The Centre is likely to announce a string of measures including a Rs. 50,000-crore compensation fund as incentives for state governments to switch to a nationwide goods and services tax (GST) regime.
The new regime, billed as the most ambitious tax reform initiative to be undertaken in the country, is aimed at removing distortions in the indirect tax framework that is currently mired in a web of levies such as excise, value added tax and service tax, besides various surcharges, octroi and cess payments.
The government is targetting to roll out GST from October 1, 2010 although contentious issues remain to be ironed out, especially on specific tax rates.
The proposed system can dramatically alter the tax administration by giving a one-shot solution to a welter of levies. However, its implementation faces political hurdles as it could rob state governments of discretionary fiscal powers that they have enjoyed for decades.
Government sources, who did not wish to be identified, indicated that the Centre is planning to set up a GST compensation fund of about Rs 50,000 crore to assure states that the Centre’s budget will help offset any revenue loss to states arising out of their migration to the new regime.
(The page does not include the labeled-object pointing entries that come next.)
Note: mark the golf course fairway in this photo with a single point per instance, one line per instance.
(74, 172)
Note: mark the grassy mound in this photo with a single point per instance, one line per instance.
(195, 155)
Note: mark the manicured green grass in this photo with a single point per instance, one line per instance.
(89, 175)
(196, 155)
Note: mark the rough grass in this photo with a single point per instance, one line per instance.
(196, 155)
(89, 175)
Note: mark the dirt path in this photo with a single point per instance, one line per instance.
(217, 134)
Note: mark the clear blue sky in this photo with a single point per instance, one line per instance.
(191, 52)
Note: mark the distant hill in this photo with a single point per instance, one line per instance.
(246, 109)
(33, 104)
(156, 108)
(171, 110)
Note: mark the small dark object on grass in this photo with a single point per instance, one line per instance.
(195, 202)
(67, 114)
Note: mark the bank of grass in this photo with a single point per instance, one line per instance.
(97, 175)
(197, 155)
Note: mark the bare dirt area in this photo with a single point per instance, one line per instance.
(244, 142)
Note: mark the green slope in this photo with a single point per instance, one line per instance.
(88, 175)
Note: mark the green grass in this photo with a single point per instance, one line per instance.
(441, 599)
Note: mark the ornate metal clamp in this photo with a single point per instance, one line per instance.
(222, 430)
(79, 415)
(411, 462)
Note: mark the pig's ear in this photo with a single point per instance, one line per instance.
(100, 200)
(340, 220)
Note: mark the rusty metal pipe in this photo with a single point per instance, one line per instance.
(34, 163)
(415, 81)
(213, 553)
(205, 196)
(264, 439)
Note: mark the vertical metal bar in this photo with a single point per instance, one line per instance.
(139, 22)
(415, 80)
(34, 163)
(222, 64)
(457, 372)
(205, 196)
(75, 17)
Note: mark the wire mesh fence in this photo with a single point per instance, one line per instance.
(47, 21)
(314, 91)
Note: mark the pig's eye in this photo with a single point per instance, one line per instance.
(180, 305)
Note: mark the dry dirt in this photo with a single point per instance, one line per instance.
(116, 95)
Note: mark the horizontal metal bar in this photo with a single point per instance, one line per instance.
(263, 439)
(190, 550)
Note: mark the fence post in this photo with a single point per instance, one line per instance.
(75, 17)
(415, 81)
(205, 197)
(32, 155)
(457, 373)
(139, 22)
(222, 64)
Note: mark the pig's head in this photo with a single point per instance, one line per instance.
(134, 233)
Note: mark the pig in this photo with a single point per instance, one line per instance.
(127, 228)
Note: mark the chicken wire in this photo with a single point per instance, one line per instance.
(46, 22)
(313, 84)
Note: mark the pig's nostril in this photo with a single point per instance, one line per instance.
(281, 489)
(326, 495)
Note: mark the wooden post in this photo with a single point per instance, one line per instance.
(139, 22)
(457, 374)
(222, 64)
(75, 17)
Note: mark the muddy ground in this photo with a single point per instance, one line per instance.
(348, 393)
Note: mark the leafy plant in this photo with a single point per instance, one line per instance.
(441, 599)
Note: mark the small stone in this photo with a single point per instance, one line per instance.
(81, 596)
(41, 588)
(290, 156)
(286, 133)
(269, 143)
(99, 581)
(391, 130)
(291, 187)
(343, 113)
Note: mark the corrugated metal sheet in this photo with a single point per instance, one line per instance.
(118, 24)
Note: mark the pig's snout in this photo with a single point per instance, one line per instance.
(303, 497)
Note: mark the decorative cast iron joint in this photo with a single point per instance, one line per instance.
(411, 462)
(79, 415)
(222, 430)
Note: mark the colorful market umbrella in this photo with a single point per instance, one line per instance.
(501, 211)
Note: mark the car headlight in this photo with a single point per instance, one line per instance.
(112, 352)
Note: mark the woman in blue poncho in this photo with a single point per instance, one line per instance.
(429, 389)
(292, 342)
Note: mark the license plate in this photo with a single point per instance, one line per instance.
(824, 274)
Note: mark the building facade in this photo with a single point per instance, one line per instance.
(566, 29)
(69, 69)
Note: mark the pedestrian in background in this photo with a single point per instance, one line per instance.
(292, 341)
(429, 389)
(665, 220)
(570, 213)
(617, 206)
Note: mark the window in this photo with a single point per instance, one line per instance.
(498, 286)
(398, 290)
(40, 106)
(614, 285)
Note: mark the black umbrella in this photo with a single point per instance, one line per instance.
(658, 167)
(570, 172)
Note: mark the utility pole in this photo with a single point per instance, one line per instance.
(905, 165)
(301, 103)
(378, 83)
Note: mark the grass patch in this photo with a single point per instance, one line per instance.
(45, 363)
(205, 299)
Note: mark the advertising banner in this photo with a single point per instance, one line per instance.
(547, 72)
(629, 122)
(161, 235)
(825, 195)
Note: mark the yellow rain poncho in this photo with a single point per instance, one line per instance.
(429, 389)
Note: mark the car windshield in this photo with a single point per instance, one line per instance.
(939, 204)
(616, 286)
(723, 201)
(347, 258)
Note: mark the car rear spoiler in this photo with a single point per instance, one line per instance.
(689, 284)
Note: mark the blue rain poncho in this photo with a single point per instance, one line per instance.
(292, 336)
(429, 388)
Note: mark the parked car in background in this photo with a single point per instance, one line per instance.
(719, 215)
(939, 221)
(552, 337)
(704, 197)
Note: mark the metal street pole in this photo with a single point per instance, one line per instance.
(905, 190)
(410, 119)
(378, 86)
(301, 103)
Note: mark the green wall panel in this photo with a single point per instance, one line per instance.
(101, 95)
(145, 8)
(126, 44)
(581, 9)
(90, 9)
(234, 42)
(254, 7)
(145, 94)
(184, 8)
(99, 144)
“The fund would be set up for five years, with the Centre assuring a compensation of Rs 10,000 crore every year to states for any loss in revenue,” an official said.
This fund will be administered by a council of finance ministers and will have the powers to monitor the implementation of the GST and penalise states that deviate from the agreed plan.
The intended corpus is higher than the Rs 30,000 crore corpus recommended by a task force of the 13th Finance Commission.
The panel has recommended two GST rates. The rates are yet to be firmed up.